The goal of this project is to create Short videos that read Reddit posts and comments.
Note
Current Status: Reddit data scraping, tts, and video captions are in working minimal mode. Video generation, text to speech, and other functionality are still being built out further
data_scraper.py: scrape posts from different subreddit
- currently supports scraping top n posts and top n comments (through the use of job files)
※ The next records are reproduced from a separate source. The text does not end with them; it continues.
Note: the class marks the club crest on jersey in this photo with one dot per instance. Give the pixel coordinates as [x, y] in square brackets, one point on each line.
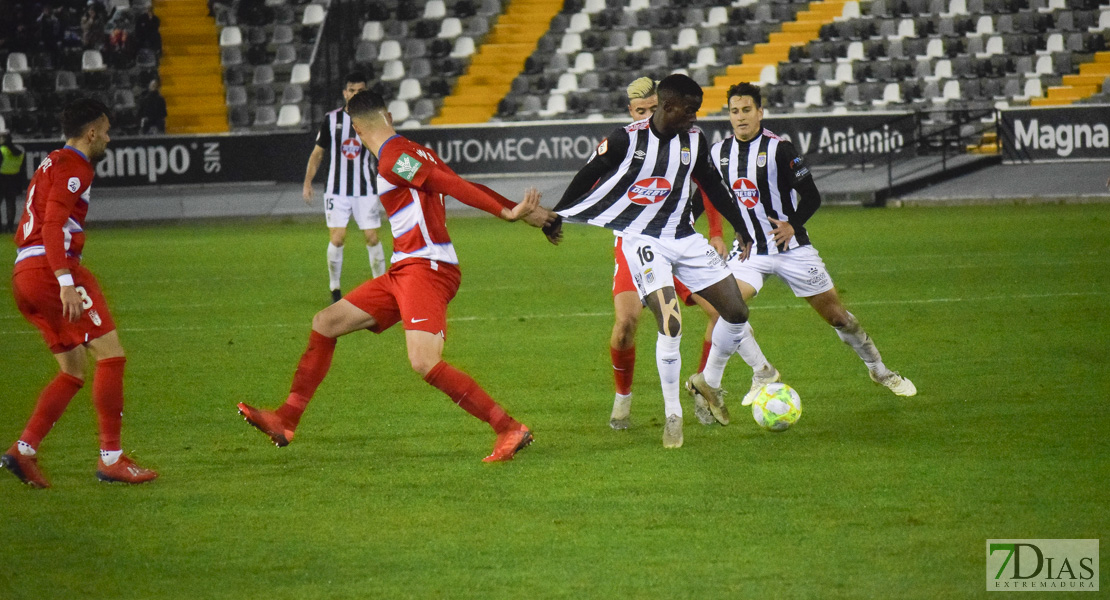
[746, 192]
[406, 166]
[649, 191]
[351, 148]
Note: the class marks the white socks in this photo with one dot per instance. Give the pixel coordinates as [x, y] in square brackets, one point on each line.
[855, 336]
[729, 338]
[334, 265]
[669, 363]
[376, 258]
[109, 457]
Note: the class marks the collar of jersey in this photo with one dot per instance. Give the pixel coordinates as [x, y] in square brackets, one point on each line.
[79, 152]
[385, 142]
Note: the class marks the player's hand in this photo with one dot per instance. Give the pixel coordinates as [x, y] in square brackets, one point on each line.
[71, 304]
[718, 245]
[526, 206]
[783, 232]
[743, 248]
[554, 230]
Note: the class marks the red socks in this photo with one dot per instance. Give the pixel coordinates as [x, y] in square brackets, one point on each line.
[467, 394]
[624, 363]
[310, 372]
[705, 354]
[108, 398]
[52, 403]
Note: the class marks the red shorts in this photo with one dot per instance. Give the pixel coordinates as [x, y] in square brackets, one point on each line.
[411, 292]
[37, 296]
[622, 277]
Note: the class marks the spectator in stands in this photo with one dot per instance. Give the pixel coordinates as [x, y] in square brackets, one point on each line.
[11, 180]
[147, 31]
[92, 28]
[152, 110]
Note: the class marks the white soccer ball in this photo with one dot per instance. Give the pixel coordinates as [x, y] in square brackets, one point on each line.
[776, 407]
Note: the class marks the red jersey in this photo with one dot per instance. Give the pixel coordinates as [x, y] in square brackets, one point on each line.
[52, 229]
[412, 182]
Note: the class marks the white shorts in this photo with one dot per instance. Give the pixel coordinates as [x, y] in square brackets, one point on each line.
[655, 263]
[365, 210]
[801, 268]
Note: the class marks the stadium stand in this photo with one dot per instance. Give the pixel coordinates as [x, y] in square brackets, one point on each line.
[51, 52]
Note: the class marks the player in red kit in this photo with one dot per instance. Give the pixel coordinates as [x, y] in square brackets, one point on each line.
[423, 277]
[61, 297]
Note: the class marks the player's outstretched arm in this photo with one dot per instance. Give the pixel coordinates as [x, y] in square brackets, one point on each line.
[524, 209]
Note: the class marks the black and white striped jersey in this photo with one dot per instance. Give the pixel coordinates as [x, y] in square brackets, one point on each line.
[353, 170]
[638, 183]
[768, 180]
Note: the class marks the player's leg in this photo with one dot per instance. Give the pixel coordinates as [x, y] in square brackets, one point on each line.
[626, 309]
[108, 400]
[335, 237]
[369, 217]
[21, 459]
[847, 327]
[337, 319]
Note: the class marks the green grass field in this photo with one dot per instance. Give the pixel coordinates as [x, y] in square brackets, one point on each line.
[998, 314]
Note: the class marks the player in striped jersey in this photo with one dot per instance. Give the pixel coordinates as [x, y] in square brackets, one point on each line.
[641, 183]
[415, 291]
[626, 303]
[351, 191]
[778, 196]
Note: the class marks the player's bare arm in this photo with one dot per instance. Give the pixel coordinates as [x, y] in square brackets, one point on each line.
[310, 173]
[783, 231]
[526, 206]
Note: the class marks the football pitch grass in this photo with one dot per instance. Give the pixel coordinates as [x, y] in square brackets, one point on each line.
[998, 315]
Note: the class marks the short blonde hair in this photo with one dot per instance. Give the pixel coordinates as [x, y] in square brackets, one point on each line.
[642, 88]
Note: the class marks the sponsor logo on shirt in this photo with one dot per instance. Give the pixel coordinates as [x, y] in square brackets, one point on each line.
[351, 148]
[746, 192]
[649, 191]
[406, 166]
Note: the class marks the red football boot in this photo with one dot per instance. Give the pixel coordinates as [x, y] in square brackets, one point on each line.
[269, 423]
[123, 470]
[508, 444]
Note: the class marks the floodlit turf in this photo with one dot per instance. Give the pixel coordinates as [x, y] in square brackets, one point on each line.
[998, 315]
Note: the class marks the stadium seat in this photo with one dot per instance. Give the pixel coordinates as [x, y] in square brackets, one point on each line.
[409, 90]
[292, 94]
[301, 74]
[463, 48]
[390, 50]
[231, 37]
[236, 95]
[393, 71]
[265, 117]
[313, 16]
[17, 63]
[556, 104]
[451, 29]
[373, 31]
[435, 9]
[290, 115]
[91, 60]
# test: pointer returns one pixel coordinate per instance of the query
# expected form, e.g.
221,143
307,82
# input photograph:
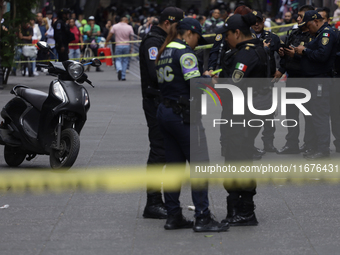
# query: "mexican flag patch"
241,67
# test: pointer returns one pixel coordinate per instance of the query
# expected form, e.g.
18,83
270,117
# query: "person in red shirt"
74,50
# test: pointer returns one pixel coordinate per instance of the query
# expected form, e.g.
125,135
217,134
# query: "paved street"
293,219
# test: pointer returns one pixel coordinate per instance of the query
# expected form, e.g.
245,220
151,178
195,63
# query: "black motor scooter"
36,123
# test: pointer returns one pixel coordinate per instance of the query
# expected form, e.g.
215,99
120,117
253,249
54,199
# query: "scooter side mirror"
96,62
43,45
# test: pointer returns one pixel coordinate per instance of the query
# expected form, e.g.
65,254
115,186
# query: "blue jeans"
74,53
121,63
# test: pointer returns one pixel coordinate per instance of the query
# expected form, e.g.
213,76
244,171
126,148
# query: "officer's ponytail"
249,19
171,36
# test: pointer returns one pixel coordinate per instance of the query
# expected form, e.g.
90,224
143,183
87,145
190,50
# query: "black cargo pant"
317,125
157,151
335,111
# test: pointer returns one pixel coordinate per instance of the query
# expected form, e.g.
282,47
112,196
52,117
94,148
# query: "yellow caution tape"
133,178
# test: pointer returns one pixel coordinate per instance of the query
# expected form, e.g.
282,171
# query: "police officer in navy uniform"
291,63
176,65
317,62
220,46
247,60
151,98
274,40
62,34
335,90
217,52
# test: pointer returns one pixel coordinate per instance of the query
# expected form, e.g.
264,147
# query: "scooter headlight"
75,70
59,92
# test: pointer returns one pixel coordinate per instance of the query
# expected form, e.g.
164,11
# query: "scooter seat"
33,96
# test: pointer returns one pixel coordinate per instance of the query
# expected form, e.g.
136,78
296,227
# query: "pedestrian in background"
74,50
123,32
50,40
62,34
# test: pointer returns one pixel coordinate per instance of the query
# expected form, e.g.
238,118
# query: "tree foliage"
20,13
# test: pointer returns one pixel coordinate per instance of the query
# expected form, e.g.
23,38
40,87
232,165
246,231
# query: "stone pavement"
293,219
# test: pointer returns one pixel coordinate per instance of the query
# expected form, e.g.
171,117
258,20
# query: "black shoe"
233,207
257,156
289,150
245,216
259,151
177,222
208,224
155,212
269,147
303,148
318,155
308,152
244,220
usage: data_scraper.py [-h] [-j JOB] [-o OUT]
Scrape data from reddit.
optional arguments:
-h, --help show this help message and exit
-j JOB, --job JOB Path to job file
-o OUT, --out OUT Output directory
a job example file can be seen below:
{
"jobs": [
{
"subreddit": "AmItheAsshole",
"num_comments": 10,
"num_posts": 10
},
{
"subreddit": "AskReddit",
"num_comments": 10,
"num_posts": 10
}
]
}
Example usage: python3 data_scraper.py -j jobs.json -o data-folder
Currently jobs support getting num_comments
best comments (sorted by best), and num_posts
top posts for the defined subreddit
. Jobs run one at a time in order of the json.
Important
In order to connect to the Reddit API through praw you will need a secret.json
file that has the following info:
{
"client_id": "...",
"client_secret": "...",
"user_agent": "..."
}
To find out how to create the API credentials see this video tutorial
- text to speech
- blog of different options: https://ulife.ai/stories/top-free-text-to-speech-tts-libraries-for-python
- using VIT model
- caption generation ?
- how to make word level captions
- movie generation ?
- what format do we want exactly?
Models are saved under /Users/"user"/Library/Application Support/tts/"model name"